We here at Critical-Theory are surely in no position to mock anybody for shoddy journalism. Especially when most of our journalism is done through Google and Wikipedia (thanks $100,000 degree!). And most our articles are full of typos which we won’t discover until a flurry of Facebook trolls make fun of us.
Some time ago (seriously, we’re not even going to try to figure it out, we’re awful), Vice posted A Slob’s Guide to Critical Theory.While pretty funny, it’s kind of shit. We reject the binary of shit/good, and we’ll say it’s a bit of both.
There is some nice coverage of Walter Benjamin and Michel Foucault:
Like Gandalf and Gandalf’s gay son, Walter Benjamin and Michel Foucault (above) are the great wizards of critical theory. Benjamin’s magnum opus, the Arcades Project, wasn’t finished by the time the Second World War (and his subsequent suicide) rolled around, so it was hidden in Bibliothèque nationale in Paris, where it remained, undiscovered, until well after the war. Remember, the “j” in Benjamin is silent. People have been ruined in academic society for fucking that up. Foucault was indebted to Benjamin but created, with his work, a global team of starry-eyed disciples who couldn’t wait to put his pendulous French balls in their mouth. And I don’t blame them. He was an awfully clever man.

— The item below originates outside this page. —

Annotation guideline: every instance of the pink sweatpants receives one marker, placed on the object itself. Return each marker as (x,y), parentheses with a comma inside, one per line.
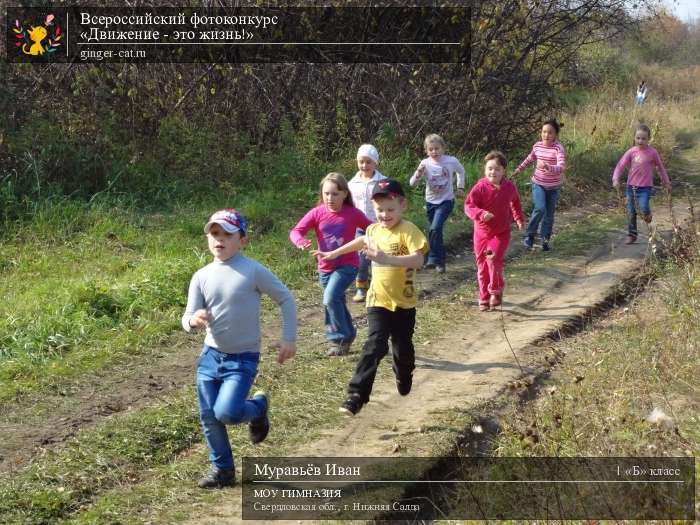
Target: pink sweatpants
(489,251)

They also want you to know that Eve Kosofsky Sedgwick wrote an essay called “Jane Austen and the Masturbating Girl.”
Vice also argues (quite correctly) that critical theorists need to calm the fuck down with their shitty, convoluted language (I’m talking to you, hyperreal ghost of Baudrillard).
When an academic is attempting to say something complicated or, as is often the case, analyse a simple phenomenon in a complicated way; justifying a pointless essay, a number of clauses will be used. Sentences will go on for pages. Ideas, or statements, will pile up on top of one another, agency is taken from the reader, the consumer of the text, the product, as ideas pile up; the statements remain though, buried, amid the clauses, the clause. At school you were probably reverentially told about George Orwell and his famous rules for writing good English (be simple, be clear, don’t use metaphors etc etc. It always sounded boring to me). Time to throw old Orwell in the bin along with your dreams of a brighter future. Write in short sentences? Come on mate, you’re not in kindergarten now. You’re at the University of the West of England.
But the real faux-pas in the article is completely missing the mark on Jacques Ranciere.
No one has done more to explain the role of the spectator, in a complicated French way, than this guy. Yes, the spectator. That’s you at an Atlas Sound gig, or paying teenage Russians to strip on the Internet. What pissed off Rancière was that the spectator didn’t know the machinations behind the devised theatrical happening (“play”) they were witnessing (“watching”), they just sat there pretending to find Shakespeare’s jokes funny. Rancière wanted to break that fourth wall; a cultural quest which arguably plodded through punk and ended up as Wayne’s World.
In fact, this is the exact opposite of what Ranciere argues. Not even a different in interpretation, just straight up wrong. Ranciere doesn’t want to emancipate shit, because he’s all like “bro, you’ve got this.’ You see, Ranciere goes on for entire books calling people like Jean Baudrillard and Guy Debord a bunch of fascist for claiming that spectators are passive and dumb. In “The Misadventures of Critical Theory“, he argues that they contemptuously paint a picture of “masses of poor idiots engulfed in the flood of images carried by the flood of commodities.” And no, that’s not a good thing. Here’s Ranciere explaining the situation. You should note “Plato’s cave” is Ranciere’s nice way of calling Debord and Baudrillard fascists.
The situation of those who live in the society of the spectacle amounts to the situation of the prisoners in Plato’s cave. In the cave, the images are deemed realities; ignorance is deemed knowledge, poverty richness or richness poverty. And the more the prisoners imagine that they are able to construct their individual and collective life in another way, the more they get bogged down in the servitude of the cave. The problem is that this declaration of impotence backfires on itself. Knowing the law of the spectacle is tantamount to knowing its way of reproducing indefinitely its falsification which is the same as its reality.
…It is necessary to re-examine the genealogy of the concepts and procedures of that logic and the way in which it got intertwined with the logic of social emancipation…. this shift from harsh criticism to contemptuous complacency still validates the representation of masses of poor idiots engulfed in the flood of images carried by the flood of commodities .
If you’re interested in reading more about Ranciere’s criticism of Debord and Baudrillard, check out the The Emancipated Spectator on Amazon.
We’re sorry Vice, we really like your videos.